Third, India’s social cleavages of caste and gender persist and mirror in state failures. Any public good provision that requires upending local social norms of caste and gender by citizens, struggles to deliver on the social justice ambitions of the policies. For example, Swacch Bharat Abhiyan might have succeeded in building 100 million toilets but it has struggled to disrupt cultural norms of open defecation and manual scavenging. While more girls are in school and receive material benefits like bicycles and scholarships, our gender indices like sex ratio, female labor force participation and crimes against women have failed to improve significantly.
All of these explanations resonate with our everyday experiences at Indus Action of enabling access to legislated rights for the most vulnerable citizens. In our campaigns, vulnerable citizens struggle for basic documents like income and employment certificates to claim their entitlements, often spending 10% of value of the entitlements or their monthly incomes in securing these eligibility documents through middlemen. Frontline civil servants in most local government offices are understaffed to redress grievances in a timely and effective manner. Correction queues for maternity entitlements for INR 2000 run up to millions across States (0.5 million in Uttar Pradesh as of date) in India. Identity barriers like caste, gender and class limit agency in terms of public awareness and demand of entitlements like education, health and social security. For example, Under the Building and Other Construction Workers Act 1996, a cess of close to INR 40,000 Cr has been collected over the last 24 years. More than INR 31,000 Cr still remain unutilized for workers benefits across the country and migrant workers struggle to collectively bargain for these rightful entitlements.
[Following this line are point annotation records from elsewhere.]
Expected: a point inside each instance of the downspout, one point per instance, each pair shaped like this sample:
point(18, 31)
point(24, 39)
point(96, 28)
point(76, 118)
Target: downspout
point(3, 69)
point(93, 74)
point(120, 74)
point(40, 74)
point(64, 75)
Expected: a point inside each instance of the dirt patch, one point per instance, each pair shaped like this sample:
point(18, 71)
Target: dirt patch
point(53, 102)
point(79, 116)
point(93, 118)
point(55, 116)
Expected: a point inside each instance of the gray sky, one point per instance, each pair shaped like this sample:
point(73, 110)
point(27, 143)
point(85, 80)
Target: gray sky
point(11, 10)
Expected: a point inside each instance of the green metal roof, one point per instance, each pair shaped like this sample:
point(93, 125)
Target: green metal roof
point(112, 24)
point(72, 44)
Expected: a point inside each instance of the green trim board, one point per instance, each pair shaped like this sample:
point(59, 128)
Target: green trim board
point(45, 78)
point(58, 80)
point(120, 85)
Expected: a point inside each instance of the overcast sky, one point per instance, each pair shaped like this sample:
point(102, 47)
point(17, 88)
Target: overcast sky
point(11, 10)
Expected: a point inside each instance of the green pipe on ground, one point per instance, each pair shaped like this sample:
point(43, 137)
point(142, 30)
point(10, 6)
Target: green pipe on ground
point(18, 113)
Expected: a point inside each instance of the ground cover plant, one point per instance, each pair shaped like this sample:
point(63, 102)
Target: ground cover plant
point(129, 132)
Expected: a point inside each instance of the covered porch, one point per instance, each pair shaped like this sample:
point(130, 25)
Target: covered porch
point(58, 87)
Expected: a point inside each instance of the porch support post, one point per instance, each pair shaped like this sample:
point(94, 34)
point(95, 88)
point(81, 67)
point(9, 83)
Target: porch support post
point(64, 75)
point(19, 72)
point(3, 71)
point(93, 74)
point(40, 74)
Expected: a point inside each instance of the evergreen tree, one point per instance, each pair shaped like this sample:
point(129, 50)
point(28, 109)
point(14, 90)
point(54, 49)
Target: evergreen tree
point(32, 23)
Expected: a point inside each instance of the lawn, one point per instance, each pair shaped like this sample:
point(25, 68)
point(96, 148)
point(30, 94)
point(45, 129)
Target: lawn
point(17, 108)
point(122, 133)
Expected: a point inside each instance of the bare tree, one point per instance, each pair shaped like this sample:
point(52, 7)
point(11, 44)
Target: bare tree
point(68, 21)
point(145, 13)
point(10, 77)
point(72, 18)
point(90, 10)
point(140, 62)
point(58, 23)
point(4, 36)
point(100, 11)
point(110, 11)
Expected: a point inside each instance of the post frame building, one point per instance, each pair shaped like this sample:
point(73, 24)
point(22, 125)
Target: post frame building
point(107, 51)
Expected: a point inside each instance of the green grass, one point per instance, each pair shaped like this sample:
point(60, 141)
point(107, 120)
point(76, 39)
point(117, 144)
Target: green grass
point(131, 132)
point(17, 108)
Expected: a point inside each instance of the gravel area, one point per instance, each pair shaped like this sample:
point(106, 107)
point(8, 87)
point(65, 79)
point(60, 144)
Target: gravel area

As we can see, there is no single monolith or messiah to blame here for our structural failures. We, the people, are all part and responsible for this status quo. We need to translate the delivery of even microeconomic outcomes into “mission mode”, bringing together resources of State (sarkaar)- Civil society(samaaj)- Markets(bazaar) to solve these structural barriers to making citizen services world class. As individual citizens and organizations, we must bring our critical minds to trace the journey of our tax contributions to public goods like learning and health outcomes. We must put demand-side pressure in our wards and panchayats for setting up frontline workers for success. We must mobilize private resources to augment and improve motivation and managerial capabilities of the last mile State.
Finally, we need to open up more spaces for authentic healing conversations on our social fault lines like caste, gender and religion. If we can learn something from the US elections, we need to address these social inequities before they polarise and breakdown the public sphere.
*Pritchett (2009) describes Indian State as ‘flailing’, a strong head in terms of laws on paper but a weak body in terms of implementation capacity that is not in sync with it’s policy aspirations.